BTW, this kind of architecture makes it easy to add multiple execution units. With parallel execution and careful use of shared and private FUs and memories you can build a pretty damn powerful special purpose processor without a lot of hardware complexity.
All the execution units (aka co-processors in modern parlance) are still attached to a single bus, so theoretical max throughput is still one instruction per cycle. So this only makes sense if the CPs perform complex operations - like memory management, floating point, mul/div - or something of similar complexity. For the typical simple integer instruction that tends to dominate code it's no better than a microcoded processor - since now each normal instruction requires several cycles on the bus.

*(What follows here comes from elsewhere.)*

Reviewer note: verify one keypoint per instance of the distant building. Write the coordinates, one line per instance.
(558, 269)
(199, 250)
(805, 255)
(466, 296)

Compare this to a pipeline, where each step is what you'd consider a FU, but each one only needs to interface to the previous one, not counting the occasional clever bypass and special linkage. In a pipeline each FU can be fed an input in one cycle and provide an output in the next, something "FU"s (CPs actually) on a shared bus can't.

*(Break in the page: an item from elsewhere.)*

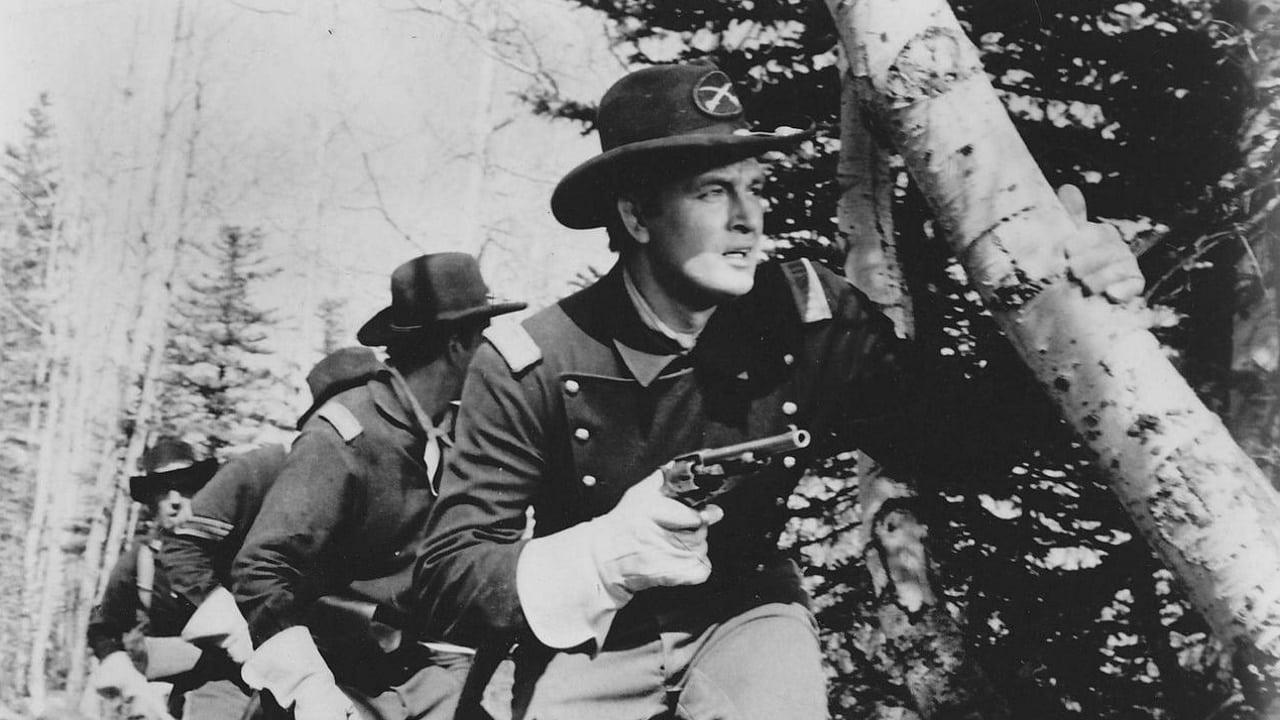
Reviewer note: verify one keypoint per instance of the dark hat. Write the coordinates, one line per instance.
(429, 291)
(662, 121)
(342, 369)
(190, 477)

The other drawback is that anything that goes on the bus needs to implement a generic bus interface and its own internal sequencing logic. This doesn't come free. This is really just a CISC in silicon with exposed microcode, and it's pretty clear the author is thinking CISC all the way as can be witnessed by the stack operations. The typical RISC approach is to have a link register where the return address is placed on subroutine calls, so leaf functions don't have to push/pop it from the stack. Non-leaf functions start by saving the link register to the stack frame in the function prologue once space has been allocated for it.